Competition in the foreign market may be high making the company not survive due to the many disadvantages compared to the domestic enterprises. The government may impose heavy taxes on the foreign firms to encourage the growth of the home industries. These may lead to small profits to the foreign companies which may result to withdraw from the markets. Political instability may cause the business to fail because of the wars in the country, their properties may be destroyed, and the market for their products not is available. The laws and regulations of the foreign country may prevent foreign companies engaging in trade in it as some are oppressive and unrealistic. The sources of raw materials may be unavailable in the foreign land, and this may hinder operations of the new firm. The employees are the drivers of the organization, and their availability and competence determine the general success of the business. When in the foreign country there are no employees regarding skills and affordability to pay them in the execution of the company's activities importation may be expensive for the firm. These may force the company close down due to losses incurred.

Global expansion for any business provides an opportunity for high returns the risks are many. A large percentage of leaders forget the risks involved and focus on the benefits only. Leaders are to be optimistic, but they should be cautious in the decisions they make.

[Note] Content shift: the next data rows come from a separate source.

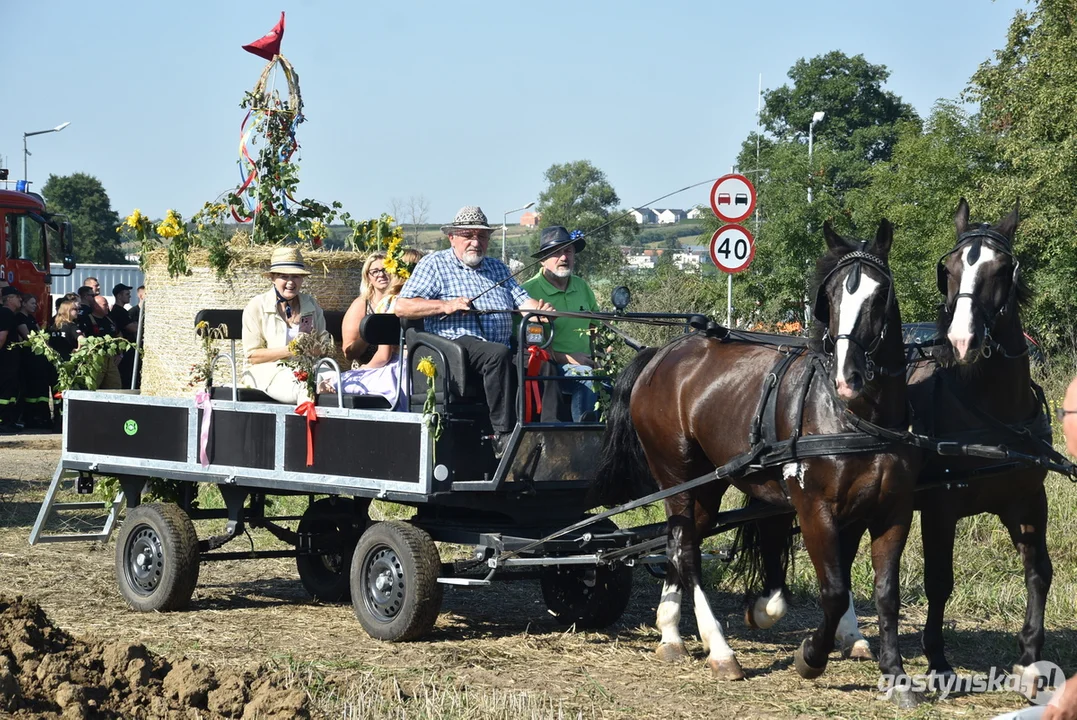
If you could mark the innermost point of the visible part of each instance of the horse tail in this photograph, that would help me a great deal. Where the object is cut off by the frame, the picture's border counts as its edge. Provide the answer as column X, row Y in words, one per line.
column 758, row 545
column 623, row 473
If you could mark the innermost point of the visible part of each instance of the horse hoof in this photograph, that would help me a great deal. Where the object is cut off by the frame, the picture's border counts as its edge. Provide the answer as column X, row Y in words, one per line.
column 726, row 668
column 907, row 700
column 858, row 650
column 806, row 671
column 672, row 652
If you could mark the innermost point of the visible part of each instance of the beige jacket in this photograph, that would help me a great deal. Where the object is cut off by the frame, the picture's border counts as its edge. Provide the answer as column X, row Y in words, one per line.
column 264, row 327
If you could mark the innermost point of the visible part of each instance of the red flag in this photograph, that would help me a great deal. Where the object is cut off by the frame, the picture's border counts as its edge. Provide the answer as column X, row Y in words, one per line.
column 268, row 45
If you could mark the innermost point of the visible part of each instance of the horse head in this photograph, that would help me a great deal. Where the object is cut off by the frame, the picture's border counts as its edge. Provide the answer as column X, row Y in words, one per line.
column 856, row 307
column 980, row 279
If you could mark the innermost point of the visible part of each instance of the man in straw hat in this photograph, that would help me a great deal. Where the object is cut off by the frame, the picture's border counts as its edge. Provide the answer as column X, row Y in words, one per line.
column 572, row 341
column 447, row 284
column 274, row 319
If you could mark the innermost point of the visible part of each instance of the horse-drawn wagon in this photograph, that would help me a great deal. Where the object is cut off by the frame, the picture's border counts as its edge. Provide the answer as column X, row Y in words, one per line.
column 352, row 450
column 817, row 428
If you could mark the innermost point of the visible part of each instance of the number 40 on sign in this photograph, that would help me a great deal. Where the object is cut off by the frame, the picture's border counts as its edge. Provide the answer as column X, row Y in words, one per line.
column 732, row 249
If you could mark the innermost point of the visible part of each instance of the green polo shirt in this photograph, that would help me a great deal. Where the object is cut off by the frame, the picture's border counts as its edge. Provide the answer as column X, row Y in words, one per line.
column 570, row 334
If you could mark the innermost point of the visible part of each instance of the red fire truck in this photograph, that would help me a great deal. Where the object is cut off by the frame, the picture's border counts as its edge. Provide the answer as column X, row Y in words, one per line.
column 27, row 235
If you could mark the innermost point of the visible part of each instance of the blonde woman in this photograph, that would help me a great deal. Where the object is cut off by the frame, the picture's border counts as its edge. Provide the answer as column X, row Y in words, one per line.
column 274, row 319
column 374, row 288
column 380, row 373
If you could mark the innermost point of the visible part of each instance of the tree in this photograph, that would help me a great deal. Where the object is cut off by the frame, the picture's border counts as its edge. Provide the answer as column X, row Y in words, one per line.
column 578, row 197
column 83, row 200
column 918, row 189
column 1026, row 98
column 861, row 126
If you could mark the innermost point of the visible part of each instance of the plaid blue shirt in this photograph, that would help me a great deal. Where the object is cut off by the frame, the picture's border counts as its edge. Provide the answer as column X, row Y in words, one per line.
column 441, row 276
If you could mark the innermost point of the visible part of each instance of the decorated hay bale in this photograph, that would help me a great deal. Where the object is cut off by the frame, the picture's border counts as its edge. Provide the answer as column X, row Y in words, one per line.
column 171, row 346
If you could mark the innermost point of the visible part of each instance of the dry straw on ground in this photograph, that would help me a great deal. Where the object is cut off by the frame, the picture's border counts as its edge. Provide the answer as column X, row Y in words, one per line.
column 171, row 347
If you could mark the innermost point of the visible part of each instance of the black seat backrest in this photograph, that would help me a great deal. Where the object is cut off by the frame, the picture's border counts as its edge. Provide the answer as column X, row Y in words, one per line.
column 450, row 360
column 232, row 320
column 334, row 325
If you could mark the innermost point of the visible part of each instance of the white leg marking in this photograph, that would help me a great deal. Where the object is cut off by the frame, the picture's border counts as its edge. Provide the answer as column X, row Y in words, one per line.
column 961, row 327
column 769, row 609
column 669, row 615
column 710, row 631
column 849, row 632
column 849, row 310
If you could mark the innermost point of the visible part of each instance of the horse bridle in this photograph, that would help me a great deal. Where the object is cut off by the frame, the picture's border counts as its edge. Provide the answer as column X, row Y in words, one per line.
column 856, row 258
column 978, row 237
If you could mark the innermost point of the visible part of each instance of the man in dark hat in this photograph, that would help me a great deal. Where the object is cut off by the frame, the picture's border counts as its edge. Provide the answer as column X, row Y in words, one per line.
column 556, row 284
column 127, row 327
column 11, row 302
column 447, row 284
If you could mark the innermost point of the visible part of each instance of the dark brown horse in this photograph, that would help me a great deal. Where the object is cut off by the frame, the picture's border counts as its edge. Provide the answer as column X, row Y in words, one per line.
column 698, row 403
column 985, row 394
column 979, row 390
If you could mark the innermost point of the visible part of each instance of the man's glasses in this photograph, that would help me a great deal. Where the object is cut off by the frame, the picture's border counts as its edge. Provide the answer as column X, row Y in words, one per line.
column 473, row 236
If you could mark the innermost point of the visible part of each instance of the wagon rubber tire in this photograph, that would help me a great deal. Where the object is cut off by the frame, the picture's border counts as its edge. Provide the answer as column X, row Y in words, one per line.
column 326, row 577
column 589, row 597
column 157, row 558
column 394, row 589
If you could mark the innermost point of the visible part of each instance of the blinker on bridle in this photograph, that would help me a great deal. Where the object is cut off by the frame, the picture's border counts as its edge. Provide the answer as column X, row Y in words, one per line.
column 979, row 237
column 857, row 258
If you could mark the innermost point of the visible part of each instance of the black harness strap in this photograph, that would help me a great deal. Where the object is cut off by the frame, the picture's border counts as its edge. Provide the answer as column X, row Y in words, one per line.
column 767, row 422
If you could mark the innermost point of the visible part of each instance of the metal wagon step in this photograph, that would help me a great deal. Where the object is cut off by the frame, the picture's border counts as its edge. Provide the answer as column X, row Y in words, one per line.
column 64, row 480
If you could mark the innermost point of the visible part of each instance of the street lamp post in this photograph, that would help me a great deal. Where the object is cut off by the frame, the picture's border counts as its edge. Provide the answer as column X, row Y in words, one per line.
column 26, row 152
column 504, row 224
column 814, row 118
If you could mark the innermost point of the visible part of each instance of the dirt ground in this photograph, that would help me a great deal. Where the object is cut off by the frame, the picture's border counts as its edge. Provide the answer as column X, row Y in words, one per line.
column 493, row 643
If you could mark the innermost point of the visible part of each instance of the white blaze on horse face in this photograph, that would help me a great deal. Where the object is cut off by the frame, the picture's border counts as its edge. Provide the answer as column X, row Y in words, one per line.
column 669, row 615
column 961, row 326
column 710, row 631
column 849, row 311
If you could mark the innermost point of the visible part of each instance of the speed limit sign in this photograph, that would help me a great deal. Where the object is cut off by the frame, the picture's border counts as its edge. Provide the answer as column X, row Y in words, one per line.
column 732, row 249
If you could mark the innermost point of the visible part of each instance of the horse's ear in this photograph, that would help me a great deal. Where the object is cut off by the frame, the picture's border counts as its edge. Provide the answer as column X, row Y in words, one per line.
column 1008, row 224
column 961, row 220
column 884, row 238
column 834, row 241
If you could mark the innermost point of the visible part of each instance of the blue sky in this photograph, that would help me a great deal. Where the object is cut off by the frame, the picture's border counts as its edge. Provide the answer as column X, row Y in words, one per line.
column 462, row 102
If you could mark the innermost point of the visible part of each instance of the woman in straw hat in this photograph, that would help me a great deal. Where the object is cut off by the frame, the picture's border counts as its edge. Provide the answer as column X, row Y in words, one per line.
column 274, row 319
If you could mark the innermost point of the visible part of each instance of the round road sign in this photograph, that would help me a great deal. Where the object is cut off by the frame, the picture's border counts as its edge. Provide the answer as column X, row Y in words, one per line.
column 732, row 198
column 732, row 249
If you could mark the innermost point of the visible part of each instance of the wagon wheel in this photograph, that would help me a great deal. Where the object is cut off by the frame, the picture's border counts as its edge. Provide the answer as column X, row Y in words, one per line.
column 331, row 522
column 394, row 589
column 157, row 558
column 589, row 597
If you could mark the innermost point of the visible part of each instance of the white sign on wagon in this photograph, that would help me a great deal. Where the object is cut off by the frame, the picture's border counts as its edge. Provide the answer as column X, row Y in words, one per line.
column 732, row 198
column 732, row 249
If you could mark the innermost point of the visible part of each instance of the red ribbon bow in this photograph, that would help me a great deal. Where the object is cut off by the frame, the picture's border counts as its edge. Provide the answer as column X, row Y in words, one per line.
column 531, row 392
column 310, row 412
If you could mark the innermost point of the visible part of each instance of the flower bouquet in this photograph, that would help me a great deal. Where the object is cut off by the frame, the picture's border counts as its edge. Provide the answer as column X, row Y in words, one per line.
column 307, row 349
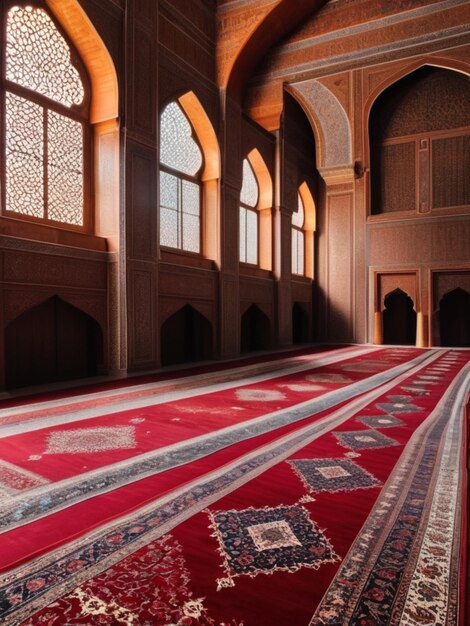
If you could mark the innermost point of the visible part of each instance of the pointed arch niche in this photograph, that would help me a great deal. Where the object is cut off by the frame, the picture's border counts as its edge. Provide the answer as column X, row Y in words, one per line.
column 395, row 320
column 103, row 114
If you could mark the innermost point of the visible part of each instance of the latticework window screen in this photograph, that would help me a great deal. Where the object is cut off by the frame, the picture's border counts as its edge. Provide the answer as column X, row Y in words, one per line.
column 298, row 238
column 44, row 121
column 249, row 216
column 180, row 189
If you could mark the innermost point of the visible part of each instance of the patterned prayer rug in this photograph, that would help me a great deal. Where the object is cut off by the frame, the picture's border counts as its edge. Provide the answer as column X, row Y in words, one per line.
column 279, row 501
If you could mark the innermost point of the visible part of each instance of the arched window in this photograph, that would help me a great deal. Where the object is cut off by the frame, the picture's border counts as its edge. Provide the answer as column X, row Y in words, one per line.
column 181, row 162
column 45, row 131
column 298, row 238
column 249, row 216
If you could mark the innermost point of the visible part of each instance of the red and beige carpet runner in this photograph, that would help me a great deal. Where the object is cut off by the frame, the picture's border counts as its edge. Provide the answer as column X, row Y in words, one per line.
column 319, row 489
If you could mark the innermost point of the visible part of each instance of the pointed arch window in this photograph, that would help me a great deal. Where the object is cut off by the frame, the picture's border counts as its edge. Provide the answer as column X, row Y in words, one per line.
column 44, row 127
column 249, row 216
column 181, row 162
column 298, row 238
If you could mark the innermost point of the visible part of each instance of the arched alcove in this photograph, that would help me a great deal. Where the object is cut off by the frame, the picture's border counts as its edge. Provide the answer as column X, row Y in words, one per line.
column 419, row 154
column 255, row 330
column 399, row 319
column 454, row 318
column 51, row 342
column 300, row 325
column 186, row 337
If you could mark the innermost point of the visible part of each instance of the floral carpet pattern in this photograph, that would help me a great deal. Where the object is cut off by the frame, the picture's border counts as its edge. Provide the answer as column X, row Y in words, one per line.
column 323, row 489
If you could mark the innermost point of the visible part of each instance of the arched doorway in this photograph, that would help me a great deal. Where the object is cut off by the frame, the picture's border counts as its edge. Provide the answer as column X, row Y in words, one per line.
column 51, row 342
column 186, row 336
column 255, row 330
column 399, row 319
column 454, row 318
column 299, row 324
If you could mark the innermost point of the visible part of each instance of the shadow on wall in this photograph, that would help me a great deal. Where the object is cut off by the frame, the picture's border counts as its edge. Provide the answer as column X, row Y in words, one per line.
column 454, row 319
column 399, row 319
column 186, row 336
column 255, row 330
column 300, row 324
column 52, row 342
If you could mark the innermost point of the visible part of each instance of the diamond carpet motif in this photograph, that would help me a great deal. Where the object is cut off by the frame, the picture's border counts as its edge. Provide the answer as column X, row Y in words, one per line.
column 254, row 541
column 379, row 421
column 361, row 439
column 334, row 474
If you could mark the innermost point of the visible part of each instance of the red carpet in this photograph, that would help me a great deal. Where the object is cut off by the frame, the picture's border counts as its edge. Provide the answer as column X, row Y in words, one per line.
column 323, row 489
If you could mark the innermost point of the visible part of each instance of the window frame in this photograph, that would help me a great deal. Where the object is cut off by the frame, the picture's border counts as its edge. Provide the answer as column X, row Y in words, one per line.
column 179, row 175
column 77, row 113
column 243, row 206
column 299, row 233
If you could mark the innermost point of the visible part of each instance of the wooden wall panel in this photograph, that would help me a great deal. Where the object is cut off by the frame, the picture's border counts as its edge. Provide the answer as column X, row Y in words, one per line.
column 420, row 242
column 141, row 201
column 340, row 278
column 143, row 340
column 188, row 284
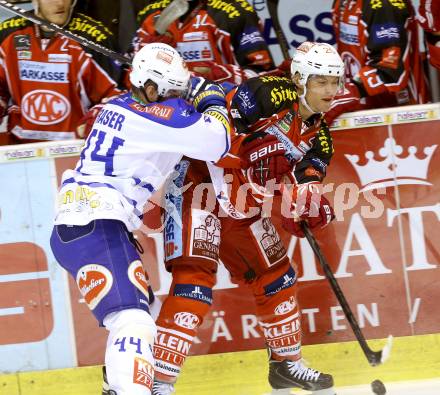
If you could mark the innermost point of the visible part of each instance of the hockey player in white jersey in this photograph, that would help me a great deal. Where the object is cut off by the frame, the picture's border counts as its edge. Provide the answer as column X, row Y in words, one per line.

Carrying out this kind of expansion needs research to know how the foreign markets look like for better decision making. The firm should be able to understand the merits and demerits of the new market fully, and no information should be ignored. The success of a business depends not on the big things it does but the small activities it undertakes.  All stakeholders must be involved in better decision making, and the leaders must depict great wisdom when making a decision of global expansion of the business. They are the leaders and therefore accountable for any failure or success of the organization. Methods of doing business must be well outlined when engaging in a foreign market to act as a guideline for the group.

References

Arkolakis, Costas. "Market penetration costs and the new consumers margin in international trade." Journal of political economy 118, no. 6 (2010): 1151-1199.

Daft, Richard L. The leadership experience. Cengage Learning, 2014.

Killing, Peter. Strategies for joint venture success (RLE international business). Vol. 22. Routledge, 2012.

Kim, W. Chan, and Ren e Mauborgne. Blue ocean strategy, expanded edition: How to create uncontested market space and make the competition irrelevant. Harvard business review Press, 2014.

Li, Julie Juan, Laura Poppo, and Kevin Zheng Zhou. "Do managerial ties in China always produce value? Competition, uncertainty, and domestic vs. foreign firms." Strategic Management Journal 29, no. 4 (2008): 383-400.

Meyer, Klaus E., Ram Mudambi, and Rajneesh Narula. "Multinational enterprises and local contexts: The opportunities and challenges of multiple embeddedness." Journal of Management Studies 48, no. 2 (2011): 235-252.

Northouse, Peter G. Leadership: Theory and practice. Sage, 2012.

Wiersema, Margarethe F., and Harry P. Bowen. "Corporate diversification: The impact of foreign competition, industry globalization, and product diversification." Strategic Management Journal 29, no. 2 (2008): 115-132.